Penyebab seseorang menjadi generasi sandwich rasanya cukup sulit untuk diurai. Ada beragam faktor yang saling berkelindan. Misalnya, seseorang bisa saja menjadi generasi sandwich lantaran orang tuanya yang memiliki pengetahuan minim terhadap manajemen finansial; atau bisa jadi disebabkan oleh kondisi perekonomian orang tuanya yang tak kunjung membaik, malah cenderung menurun; atau karena usia orang tuanya yang sudah melewati batas usia produktif pekerja; atau malah kemungkinan besar seseorang terjebak menjadi generasi sandwich itu berangkat dari pemikiran konservatif orang tuanya, di mana menurut mereka anak adalah investasi, sehingga anak dituntut wajib memberi uang kepada orang tua saat telah bekerja.

Sangat kompleks, dan kita tak bisa menyalahkan satu pihak tertentu secara tiba-tiba. Merasakan sendiri beban generasi sandwich yang begitu berat, kita mestinya tak melakukan balas dendam kepada generasi berikutnya.
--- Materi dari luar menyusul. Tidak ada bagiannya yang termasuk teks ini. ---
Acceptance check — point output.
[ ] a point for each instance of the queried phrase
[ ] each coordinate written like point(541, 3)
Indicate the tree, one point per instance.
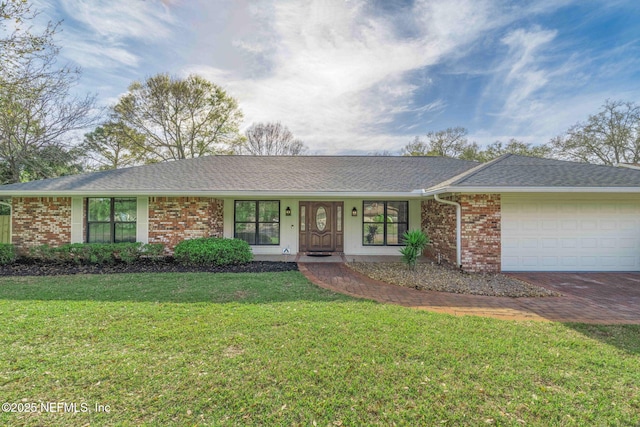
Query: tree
point(37, 111)
point(114, 145)
point(179, 118)
point(18, 42)
point(270, 139)
point(451, 142)
point(608, 137)
point(514, 146)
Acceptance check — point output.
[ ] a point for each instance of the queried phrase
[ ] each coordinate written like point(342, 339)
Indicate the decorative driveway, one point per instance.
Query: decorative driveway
point(605, 298)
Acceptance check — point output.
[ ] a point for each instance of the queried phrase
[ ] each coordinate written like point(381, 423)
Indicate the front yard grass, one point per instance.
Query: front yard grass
point(273, 349)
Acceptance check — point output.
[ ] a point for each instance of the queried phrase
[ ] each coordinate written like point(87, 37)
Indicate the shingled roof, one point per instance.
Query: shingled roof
point(284, 175)
point(522, 172)
point(268, 174)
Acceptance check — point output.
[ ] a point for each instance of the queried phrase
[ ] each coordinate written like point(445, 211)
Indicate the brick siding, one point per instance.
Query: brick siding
point(480, 236)
point(173, 219)
point(41, 220)
point(439, 223)
point(481, 218)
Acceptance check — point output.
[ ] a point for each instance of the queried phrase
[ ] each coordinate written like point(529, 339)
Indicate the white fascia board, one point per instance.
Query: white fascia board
point(477, 190)
point(227, 194)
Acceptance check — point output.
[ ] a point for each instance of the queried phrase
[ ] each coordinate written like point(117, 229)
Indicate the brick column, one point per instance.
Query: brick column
point(40, 220)
point(173, 219)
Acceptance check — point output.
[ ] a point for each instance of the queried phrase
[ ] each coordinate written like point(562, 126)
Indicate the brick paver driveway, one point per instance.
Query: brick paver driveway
point(605, 298)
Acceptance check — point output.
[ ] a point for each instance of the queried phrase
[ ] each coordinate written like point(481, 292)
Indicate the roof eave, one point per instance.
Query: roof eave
point(208, 193)
point(476, 190)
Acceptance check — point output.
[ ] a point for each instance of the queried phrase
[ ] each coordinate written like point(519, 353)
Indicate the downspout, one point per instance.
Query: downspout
point(458, 224)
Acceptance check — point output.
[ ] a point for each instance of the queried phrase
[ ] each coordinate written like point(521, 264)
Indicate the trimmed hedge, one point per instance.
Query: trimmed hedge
point(7, 253)
point(97, 253)
point(213, 250)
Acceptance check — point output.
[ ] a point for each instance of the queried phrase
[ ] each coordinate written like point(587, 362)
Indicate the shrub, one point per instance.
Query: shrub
point(95, 253)
point(213, 250)
point(415, 242)
point(154, 251)
point(7, 253)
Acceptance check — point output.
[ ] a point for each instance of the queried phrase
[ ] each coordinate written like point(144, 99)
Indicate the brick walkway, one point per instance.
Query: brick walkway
point(587, 297)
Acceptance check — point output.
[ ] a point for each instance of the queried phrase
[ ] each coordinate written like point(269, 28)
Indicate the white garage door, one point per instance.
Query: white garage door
point(557, 233)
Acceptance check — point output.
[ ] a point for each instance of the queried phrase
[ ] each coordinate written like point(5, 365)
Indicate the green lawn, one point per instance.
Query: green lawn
point(272, 349)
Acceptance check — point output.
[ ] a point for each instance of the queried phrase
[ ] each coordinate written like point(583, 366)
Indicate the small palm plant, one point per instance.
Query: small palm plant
point(415, 242)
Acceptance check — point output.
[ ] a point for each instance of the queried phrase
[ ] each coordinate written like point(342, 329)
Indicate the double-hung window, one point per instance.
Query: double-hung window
point(257, 222)
point(384, 222)
point(111, 219)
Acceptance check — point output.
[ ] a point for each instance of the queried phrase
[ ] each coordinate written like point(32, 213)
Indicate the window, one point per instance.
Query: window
point(384, 223)
point(257, 222)
point(111, 220)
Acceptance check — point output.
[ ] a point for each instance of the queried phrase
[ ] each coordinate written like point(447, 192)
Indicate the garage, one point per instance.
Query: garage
point(570, 232)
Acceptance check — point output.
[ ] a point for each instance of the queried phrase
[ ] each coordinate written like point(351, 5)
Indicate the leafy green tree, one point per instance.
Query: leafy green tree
point(179, 118)
point(608, 137)
point(37, 110)
point(114, 145)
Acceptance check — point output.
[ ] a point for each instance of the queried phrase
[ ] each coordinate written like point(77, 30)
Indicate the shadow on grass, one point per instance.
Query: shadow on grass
point(252, 288)
point(623, 337)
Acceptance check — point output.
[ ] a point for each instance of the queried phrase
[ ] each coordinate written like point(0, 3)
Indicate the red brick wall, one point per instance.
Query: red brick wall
point(439, 223)
point(40, 220)
point(480, 232)
point(173, 219)
point(480, 235)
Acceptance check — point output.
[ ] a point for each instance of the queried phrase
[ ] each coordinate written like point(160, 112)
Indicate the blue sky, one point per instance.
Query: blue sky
point(360, 76)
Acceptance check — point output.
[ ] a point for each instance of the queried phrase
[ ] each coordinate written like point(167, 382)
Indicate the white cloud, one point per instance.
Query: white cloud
point(119, 19)
point(339, 74)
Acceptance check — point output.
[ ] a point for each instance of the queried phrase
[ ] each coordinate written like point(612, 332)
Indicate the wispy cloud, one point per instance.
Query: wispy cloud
point(339, 71)
point(360, 75)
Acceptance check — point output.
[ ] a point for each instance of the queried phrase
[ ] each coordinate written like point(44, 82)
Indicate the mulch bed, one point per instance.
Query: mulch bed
point(27, 267)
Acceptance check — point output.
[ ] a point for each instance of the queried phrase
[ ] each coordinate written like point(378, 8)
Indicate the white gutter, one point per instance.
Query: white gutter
point(458, 227)
point(477, 190)
point(208, 193)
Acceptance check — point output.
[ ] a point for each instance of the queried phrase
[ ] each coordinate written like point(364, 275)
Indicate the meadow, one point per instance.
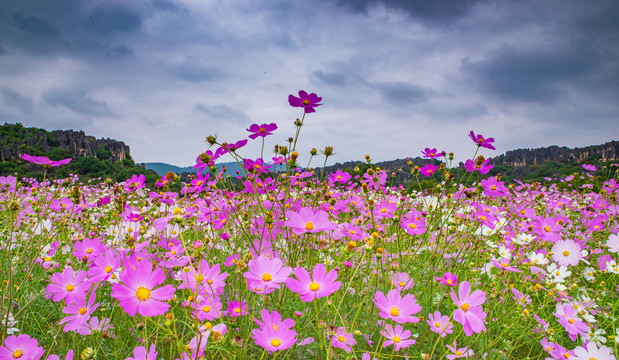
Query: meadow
point(284, 263)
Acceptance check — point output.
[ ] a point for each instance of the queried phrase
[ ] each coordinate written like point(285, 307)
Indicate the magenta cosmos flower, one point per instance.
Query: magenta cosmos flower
point(394, 306)
point(139, 353)
point(137, 293)
point(481, 141)
point(308, 220)
point(320, 284)
point(21, 347)
point(42, 160)
point(308, 102)
point(265, 273)
point(261, 130)
point(469, 312)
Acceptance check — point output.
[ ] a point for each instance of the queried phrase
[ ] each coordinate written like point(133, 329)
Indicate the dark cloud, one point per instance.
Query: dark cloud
point(424, 10)
point(113, 18)
point(78, 101)
point(223, 112)
point(404, 92)
point(539, 75)
point(35, 26)
point(15, 99)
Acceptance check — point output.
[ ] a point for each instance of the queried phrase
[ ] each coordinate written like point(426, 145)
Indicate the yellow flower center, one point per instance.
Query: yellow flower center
point(142, 293)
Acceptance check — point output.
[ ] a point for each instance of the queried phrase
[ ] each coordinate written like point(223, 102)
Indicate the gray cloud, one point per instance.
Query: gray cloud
point(78, 101)
point(223, 112)
point(35, 26)
point(537, 75)
point(113, 18)
point(15, 99)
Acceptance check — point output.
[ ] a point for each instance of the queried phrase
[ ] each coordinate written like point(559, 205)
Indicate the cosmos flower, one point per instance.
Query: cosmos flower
point(261, 130)
point(481, 141)
point(136, 292)
point(320, 284)
point(307, 102)
point(394, 306)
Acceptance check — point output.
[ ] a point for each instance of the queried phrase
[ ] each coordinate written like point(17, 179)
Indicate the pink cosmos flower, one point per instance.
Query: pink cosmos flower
point(272, 339)
point(440, 324)
point(464, 352)
point(139, 353)
point(320, 284)
point(428, 170)
point(469, 313)
point(307, 102)
point(45, 161)
point(396, 336)
point(266, 273)
point(343, 340)
point(79, 312)
point(448, 279)
point(68, 285)
point(308, 220)
point(137, 292)
point(430, 153)
point(591, 351)
point(481, 141)
point(261, 130)
point(21, 347)
point(236, 309)
point(566, 253)
point(394, 306)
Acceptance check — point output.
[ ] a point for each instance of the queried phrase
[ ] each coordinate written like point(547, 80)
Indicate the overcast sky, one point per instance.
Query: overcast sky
point(395, 76)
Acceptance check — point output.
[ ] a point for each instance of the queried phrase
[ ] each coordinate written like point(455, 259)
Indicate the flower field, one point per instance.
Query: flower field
point(284, 263)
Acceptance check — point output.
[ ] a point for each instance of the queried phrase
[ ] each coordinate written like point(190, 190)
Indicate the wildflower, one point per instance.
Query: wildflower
point(236, 309)
point(394, 306)
point(139, 353)
point(593, 352)
point(440, 324)
point(428, 170)
point(481, 141)
point(137, 292)
point(459, 352)
point(343, 340)
point(261, 130)
point(21, 347)
point(79, 312)
point(469, 313)
point(396, 336)
point(320, 284)
point(308, 220)
point(266, 273)
point(448, 279)
point(566, 252)
point(68, 285)
point(45, 161)
point(308, 102)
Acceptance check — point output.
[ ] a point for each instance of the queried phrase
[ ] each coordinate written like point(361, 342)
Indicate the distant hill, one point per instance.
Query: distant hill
point(163, 168)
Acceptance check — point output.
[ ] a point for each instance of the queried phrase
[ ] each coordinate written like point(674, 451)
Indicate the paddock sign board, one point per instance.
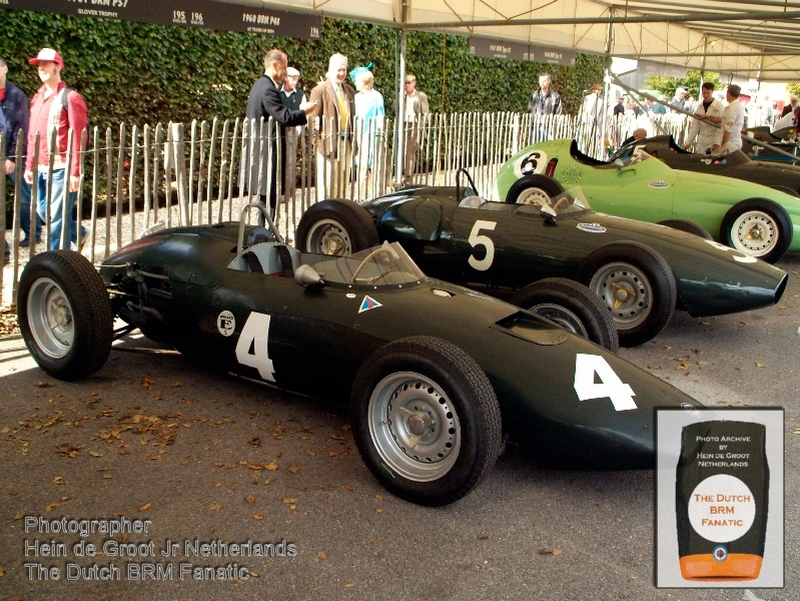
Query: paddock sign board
point(204, 14)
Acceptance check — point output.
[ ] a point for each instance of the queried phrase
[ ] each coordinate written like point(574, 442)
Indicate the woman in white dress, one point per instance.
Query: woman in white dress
point(369, 113)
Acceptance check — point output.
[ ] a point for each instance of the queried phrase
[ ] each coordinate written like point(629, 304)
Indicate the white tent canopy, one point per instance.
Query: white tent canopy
point(752, 40)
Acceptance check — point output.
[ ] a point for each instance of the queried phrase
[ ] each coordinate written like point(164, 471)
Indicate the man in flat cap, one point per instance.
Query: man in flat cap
point(732, 122)
point(416, 106)
point(55, 106)
point(293, 98)
point(679, 100)
point(264, 103)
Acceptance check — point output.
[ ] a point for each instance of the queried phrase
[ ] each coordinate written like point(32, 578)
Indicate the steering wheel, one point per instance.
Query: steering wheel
point(381, 250)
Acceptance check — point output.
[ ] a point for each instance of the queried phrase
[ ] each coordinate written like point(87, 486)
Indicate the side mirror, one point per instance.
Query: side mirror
point(548, 211)
point(305, 275)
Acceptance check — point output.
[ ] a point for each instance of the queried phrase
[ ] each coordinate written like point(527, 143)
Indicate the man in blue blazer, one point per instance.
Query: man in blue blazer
point(265, 103)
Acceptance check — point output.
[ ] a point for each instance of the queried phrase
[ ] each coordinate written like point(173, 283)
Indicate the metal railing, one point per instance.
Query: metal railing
point(202, 173)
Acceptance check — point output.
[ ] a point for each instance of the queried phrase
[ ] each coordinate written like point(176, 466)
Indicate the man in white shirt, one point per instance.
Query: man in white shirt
point(703, 126)
point(732, 122)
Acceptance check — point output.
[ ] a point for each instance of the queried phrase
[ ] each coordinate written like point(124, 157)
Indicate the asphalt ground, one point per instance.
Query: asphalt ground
point(209, 457)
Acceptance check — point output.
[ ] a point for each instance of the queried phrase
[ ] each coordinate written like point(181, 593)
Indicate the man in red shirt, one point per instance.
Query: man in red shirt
point(52, 107)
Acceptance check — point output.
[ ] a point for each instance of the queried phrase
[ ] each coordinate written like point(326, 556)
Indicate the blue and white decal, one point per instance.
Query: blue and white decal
point(592, 228)
point(368, 303)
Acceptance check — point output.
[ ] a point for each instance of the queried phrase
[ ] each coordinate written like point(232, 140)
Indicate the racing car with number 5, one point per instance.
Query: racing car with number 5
point(639, 271)
point(435, 374)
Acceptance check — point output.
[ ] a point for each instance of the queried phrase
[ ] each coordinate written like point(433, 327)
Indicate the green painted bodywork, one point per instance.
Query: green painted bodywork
point(711, 279)
point(318, 336)
point(647, 190)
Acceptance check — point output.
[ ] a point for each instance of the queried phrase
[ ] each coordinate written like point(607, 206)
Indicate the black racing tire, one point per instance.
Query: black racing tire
point(64, 314)
point(685, 225)
point(572, 306)
point(534, 190)
point(336, 227)
point(757, 227)
point(426, 420)
point(787, 190)
point(636, 285)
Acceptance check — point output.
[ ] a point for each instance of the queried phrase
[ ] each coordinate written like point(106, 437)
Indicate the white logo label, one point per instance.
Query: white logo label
point(592, 228)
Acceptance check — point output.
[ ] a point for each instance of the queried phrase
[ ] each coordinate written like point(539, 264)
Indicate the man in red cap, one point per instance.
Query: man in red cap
point(55, 107)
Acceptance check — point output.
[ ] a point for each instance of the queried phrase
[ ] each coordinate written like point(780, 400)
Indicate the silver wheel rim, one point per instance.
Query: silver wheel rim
point(562, 317)
point(626, 291)
point(50, 318)
point(754, 233)
point(534, 196)
point(414, 427)
point(329, 237)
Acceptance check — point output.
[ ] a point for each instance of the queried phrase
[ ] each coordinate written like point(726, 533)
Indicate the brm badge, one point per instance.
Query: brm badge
point(592, 228)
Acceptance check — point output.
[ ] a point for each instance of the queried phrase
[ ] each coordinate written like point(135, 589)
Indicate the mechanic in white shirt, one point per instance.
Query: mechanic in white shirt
point(704, 124)
point(732, 122)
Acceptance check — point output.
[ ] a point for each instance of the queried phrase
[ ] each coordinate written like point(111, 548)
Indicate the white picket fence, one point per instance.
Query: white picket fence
point(201, 173)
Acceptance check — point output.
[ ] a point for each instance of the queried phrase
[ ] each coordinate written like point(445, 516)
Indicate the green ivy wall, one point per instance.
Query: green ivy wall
point(140, 73)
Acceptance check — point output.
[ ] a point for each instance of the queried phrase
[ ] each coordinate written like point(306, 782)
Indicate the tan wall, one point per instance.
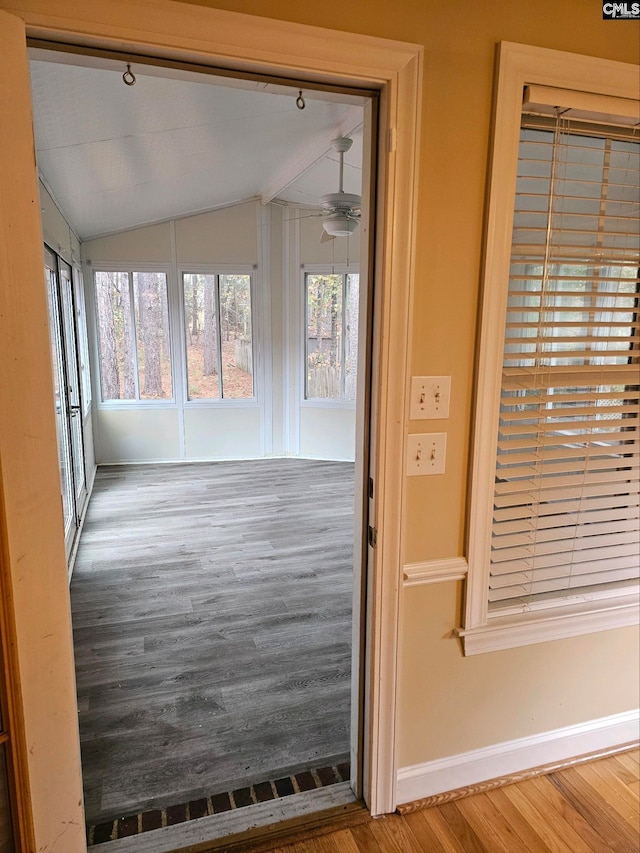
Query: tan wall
point(448, 703)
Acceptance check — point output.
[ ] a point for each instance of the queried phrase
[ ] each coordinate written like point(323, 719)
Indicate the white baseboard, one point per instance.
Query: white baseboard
point(502, 759)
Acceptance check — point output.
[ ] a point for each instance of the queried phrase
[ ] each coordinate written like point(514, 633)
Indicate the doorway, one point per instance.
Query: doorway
point(41, 628)
point(152, 323)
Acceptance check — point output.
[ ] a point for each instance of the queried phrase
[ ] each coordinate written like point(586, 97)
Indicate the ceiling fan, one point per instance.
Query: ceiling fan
point(341, 211)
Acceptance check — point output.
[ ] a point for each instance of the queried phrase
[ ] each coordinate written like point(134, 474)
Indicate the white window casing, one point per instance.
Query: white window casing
point(554, 543)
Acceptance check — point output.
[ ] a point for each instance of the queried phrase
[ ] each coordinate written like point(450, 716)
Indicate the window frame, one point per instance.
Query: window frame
point(130, 269)
point(324, 402)
point(217, 270)
point(519, 66)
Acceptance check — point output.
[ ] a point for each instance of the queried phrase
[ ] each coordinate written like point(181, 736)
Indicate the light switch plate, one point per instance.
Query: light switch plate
point(430, 397)
point(426, 453)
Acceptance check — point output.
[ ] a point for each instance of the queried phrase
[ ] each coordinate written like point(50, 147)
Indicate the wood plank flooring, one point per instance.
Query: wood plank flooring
point(590, 808)
point(212, 625)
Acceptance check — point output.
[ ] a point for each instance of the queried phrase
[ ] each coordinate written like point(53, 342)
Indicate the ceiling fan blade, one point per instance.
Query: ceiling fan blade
point(306, 216)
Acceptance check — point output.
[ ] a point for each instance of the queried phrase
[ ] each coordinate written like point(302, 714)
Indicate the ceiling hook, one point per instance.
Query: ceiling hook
point(129, 77)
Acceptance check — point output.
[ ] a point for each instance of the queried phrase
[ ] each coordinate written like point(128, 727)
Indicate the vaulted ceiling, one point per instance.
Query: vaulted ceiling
point(175, 143)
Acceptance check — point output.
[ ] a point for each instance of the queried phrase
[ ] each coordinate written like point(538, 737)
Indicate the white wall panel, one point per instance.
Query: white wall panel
point(151, 244)
point(55, 229)
point(327, 433)
point(217, 433)
point(137, 435)
point(226, 236)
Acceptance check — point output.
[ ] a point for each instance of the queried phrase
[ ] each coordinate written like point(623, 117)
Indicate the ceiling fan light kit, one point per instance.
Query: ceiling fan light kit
point(339, 224)
point(341, 210)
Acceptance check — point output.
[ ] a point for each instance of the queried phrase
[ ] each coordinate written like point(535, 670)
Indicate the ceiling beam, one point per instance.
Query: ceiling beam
point(305, 158)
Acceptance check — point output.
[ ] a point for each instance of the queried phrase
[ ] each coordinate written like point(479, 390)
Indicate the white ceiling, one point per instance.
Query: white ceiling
point(176, 143)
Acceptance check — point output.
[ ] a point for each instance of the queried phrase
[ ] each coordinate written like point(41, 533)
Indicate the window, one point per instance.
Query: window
point(217, 316)
point(331, 340)
point(555, 528)
point(133, 335)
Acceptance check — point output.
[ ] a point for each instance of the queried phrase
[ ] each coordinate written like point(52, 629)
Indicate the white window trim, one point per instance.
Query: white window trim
point(520, 65)
point(217, 269)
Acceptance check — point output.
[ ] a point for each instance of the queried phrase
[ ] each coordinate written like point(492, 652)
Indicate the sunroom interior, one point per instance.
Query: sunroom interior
point(214, 322)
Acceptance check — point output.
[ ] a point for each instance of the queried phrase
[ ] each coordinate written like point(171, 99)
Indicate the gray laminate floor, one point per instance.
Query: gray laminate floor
point(212, 626)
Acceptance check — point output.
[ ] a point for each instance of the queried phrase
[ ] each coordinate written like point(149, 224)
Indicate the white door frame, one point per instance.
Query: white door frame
point(179, 31)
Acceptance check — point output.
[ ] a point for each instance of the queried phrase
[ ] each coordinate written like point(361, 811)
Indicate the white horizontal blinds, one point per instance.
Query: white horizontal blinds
point(566, 506)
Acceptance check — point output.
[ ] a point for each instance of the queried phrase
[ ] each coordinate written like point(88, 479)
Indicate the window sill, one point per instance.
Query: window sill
point(506, 632)
point(321, 403)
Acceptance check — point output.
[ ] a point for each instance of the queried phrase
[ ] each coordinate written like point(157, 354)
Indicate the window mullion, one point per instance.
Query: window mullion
point(134, 333)
point(218, 333)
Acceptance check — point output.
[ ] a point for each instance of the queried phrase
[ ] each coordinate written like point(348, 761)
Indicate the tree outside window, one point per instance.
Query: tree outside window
point(133, 335)
point(331, 342)
point(218, 336)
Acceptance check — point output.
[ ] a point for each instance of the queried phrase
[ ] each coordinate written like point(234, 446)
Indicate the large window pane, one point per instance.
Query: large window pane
point(324, 336)
point(200, 315)
point(152, 332)
point(235, 334)
point(133, 337)
point(218, 336)
point(352, 298)
point(115, 336)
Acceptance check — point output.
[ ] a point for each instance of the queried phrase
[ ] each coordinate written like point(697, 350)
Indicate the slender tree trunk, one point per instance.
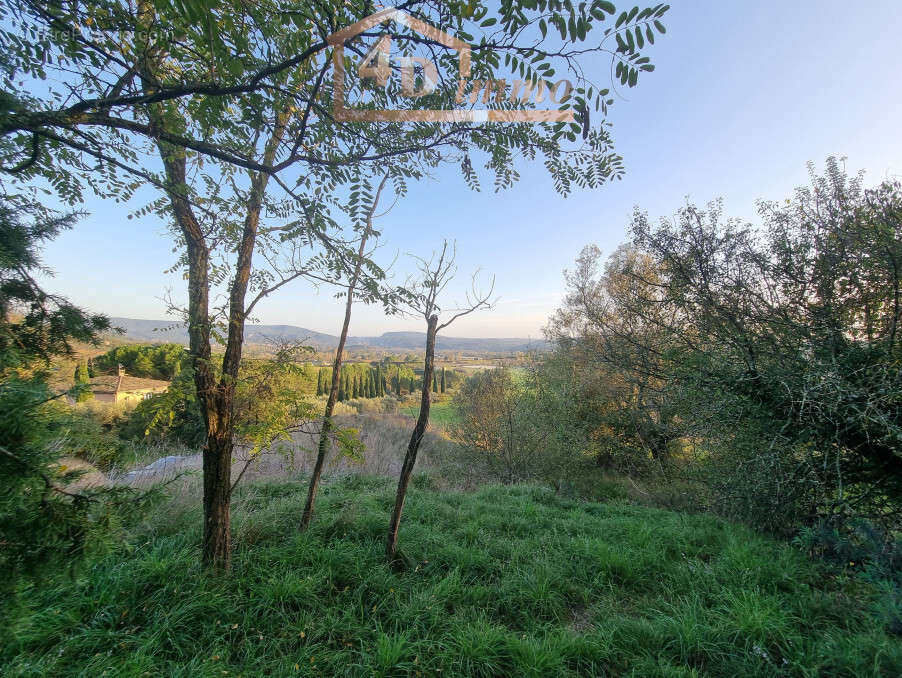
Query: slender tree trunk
point(391, 546)
point(333, 392)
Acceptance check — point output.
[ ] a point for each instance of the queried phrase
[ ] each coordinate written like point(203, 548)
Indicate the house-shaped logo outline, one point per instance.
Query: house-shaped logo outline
point(337, 41)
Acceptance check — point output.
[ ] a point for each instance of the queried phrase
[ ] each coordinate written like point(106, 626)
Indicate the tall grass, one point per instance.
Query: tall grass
point(512, 581)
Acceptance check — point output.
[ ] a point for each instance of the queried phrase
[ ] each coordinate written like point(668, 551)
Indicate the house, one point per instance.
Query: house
point(122, 388)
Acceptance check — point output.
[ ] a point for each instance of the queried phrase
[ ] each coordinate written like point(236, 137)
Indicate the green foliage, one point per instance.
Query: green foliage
point(504, 422)
point(34, 324)
point(171, 415)
point(151, 361)
point(766, 362)
point(82, 381)
point(46, 520)
point(640, 592)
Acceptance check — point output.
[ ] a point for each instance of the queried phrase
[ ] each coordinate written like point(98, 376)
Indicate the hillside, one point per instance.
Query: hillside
point(510, 581)
point(177, 332)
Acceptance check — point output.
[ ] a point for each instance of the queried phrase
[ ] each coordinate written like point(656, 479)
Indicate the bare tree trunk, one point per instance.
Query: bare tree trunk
point(333, 391)
point(336, 366)
point(391, 546)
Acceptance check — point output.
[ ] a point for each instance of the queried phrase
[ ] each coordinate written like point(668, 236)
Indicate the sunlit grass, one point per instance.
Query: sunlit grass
point(503, 582)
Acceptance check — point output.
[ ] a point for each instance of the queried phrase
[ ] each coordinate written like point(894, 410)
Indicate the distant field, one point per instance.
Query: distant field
point(440, 414)
point(503, 582)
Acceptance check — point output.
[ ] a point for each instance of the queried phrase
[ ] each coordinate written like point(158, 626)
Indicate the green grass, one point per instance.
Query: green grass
point(503, 582)
point(441, 413)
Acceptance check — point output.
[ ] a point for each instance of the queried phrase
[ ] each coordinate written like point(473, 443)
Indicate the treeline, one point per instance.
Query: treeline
point(754, 372)
point(152, 361)
point(364, 381)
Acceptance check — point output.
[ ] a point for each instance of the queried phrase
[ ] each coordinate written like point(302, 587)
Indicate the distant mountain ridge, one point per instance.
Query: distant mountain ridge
point(138, 329)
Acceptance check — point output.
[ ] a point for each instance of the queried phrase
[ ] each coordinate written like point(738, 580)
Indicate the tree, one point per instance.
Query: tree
point(421, 298)
point(770, 356)
point(82, 382)
point(250, 101)
point(44, 520)
point(35, 325)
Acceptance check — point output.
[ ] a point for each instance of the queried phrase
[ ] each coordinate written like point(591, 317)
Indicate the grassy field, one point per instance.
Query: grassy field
point(502, 582)
point(441, 414)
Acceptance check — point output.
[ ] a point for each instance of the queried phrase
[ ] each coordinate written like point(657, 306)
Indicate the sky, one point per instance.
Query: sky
point(744, 95)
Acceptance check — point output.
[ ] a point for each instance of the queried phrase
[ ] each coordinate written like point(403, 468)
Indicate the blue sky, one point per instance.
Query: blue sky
point(743, 96)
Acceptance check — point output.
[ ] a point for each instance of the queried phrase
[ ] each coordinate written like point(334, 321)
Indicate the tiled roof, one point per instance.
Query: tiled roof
point(107, 384)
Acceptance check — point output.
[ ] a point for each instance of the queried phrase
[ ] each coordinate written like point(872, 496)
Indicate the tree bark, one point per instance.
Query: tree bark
point(333, 391)
point(216, 399)
point(391, 546)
Apakah kita tega membuat beban mereka berlipat ganda ketika di masa depan persaingan untuk hidup jauh lebih keras dari sekarang?. Terakhir, saya doakan semoga teman-teman generasi sandwich selalu diselimuti kebaikan, supaya beban berat yang tengah dipikul terasa sedikit lebih ringan.